SHE was exhausted by her illness but eloquent when asserting she wanted to die.
“Elizabeth” was tired of fighting the intractable pain, she said. As a Christian, she was not afraid of death. In fact, she welcomed it.
She said goodbye to those she loved the night before her planned peaceful exit from this world.
It was a sad yet serene time. Those who gathered at her bedside believed she had the right to die when she wished.
She knew that both passive euthanasia (switching off life-support systems) and active euthanasia (administering of a fatal drug dose) was practised by some doctors. It had not been hard to find the help she needed.
If she had religious misgivings about ending it all, she did not mention them. She seemed to have no qualms about the legality.
Near the end, the subject of death was not enshrined in the usual taboos. Perhaps it should always be that way.
Legal and medical quandries about the definition of death and rights of the terminally ill, and their families and friends, have challenged us all.
The word euthanasia is derived from the Greek words eu and thanatos meaning good death.
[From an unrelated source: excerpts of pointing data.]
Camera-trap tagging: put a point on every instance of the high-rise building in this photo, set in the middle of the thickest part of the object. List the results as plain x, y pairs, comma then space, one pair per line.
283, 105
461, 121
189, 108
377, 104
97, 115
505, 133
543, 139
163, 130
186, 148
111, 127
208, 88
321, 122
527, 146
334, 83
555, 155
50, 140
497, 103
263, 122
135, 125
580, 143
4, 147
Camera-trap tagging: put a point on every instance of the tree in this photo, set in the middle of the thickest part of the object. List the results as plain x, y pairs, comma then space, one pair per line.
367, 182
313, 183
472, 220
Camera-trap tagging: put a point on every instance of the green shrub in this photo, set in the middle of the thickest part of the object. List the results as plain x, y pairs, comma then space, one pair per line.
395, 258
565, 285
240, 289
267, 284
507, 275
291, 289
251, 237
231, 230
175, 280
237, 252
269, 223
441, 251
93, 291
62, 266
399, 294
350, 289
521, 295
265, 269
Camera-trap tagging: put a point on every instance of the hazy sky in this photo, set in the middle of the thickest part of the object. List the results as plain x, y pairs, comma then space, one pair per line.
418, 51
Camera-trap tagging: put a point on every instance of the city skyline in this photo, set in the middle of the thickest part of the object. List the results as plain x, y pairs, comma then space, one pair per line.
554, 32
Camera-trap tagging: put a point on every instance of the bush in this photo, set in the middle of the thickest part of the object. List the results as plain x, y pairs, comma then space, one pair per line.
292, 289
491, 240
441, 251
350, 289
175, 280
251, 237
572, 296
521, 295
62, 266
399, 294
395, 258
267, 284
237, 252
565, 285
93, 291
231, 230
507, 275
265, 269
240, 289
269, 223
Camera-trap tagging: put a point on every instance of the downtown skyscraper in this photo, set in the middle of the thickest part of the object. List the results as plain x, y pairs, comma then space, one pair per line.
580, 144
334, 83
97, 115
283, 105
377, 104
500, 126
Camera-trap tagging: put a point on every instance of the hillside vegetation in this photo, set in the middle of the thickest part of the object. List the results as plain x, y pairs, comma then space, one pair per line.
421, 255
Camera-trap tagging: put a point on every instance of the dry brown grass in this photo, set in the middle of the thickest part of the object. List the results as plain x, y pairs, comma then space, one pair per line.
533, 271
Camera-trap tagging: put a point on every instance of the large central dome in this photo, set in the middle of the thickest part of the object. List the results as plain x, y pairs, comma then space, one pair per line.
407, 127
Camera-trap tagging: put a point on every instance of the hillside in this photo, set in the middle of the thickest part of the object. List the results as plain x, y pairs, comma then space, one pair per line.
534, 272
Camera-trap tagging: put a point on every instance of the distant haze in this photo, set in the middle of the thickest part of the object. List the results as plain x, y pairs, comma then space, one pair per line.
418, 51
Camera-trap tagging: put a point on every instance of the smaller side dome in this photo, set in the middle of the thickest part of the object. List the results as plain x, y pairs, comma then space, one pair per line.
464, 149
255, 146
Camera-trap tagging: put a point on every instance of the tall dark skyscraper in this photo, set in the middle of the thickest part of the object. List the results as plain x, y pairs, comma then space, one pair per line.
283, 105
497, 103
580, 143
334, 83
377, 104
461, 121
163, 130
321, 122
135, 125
It was originally a word with positive aspects
In many Western nations, suicide is now legal. But euthanasia is illegal and the only lawful option is to remain alive, often in great pain, until the body collapses.
The problem is that the protraction of dying has become a by-product of medical technology. Death is not seen as something natural but as something alien. Illnesses are treated with every possible medical weapon, sometimes with little thought for the ill.
Euthanasia is seen by many as an unacceptable horror. Yet cryogenic storage of dead bodies and heads is promoted by others as a means of preserving the deceased in a form suitable for future scientific therapies.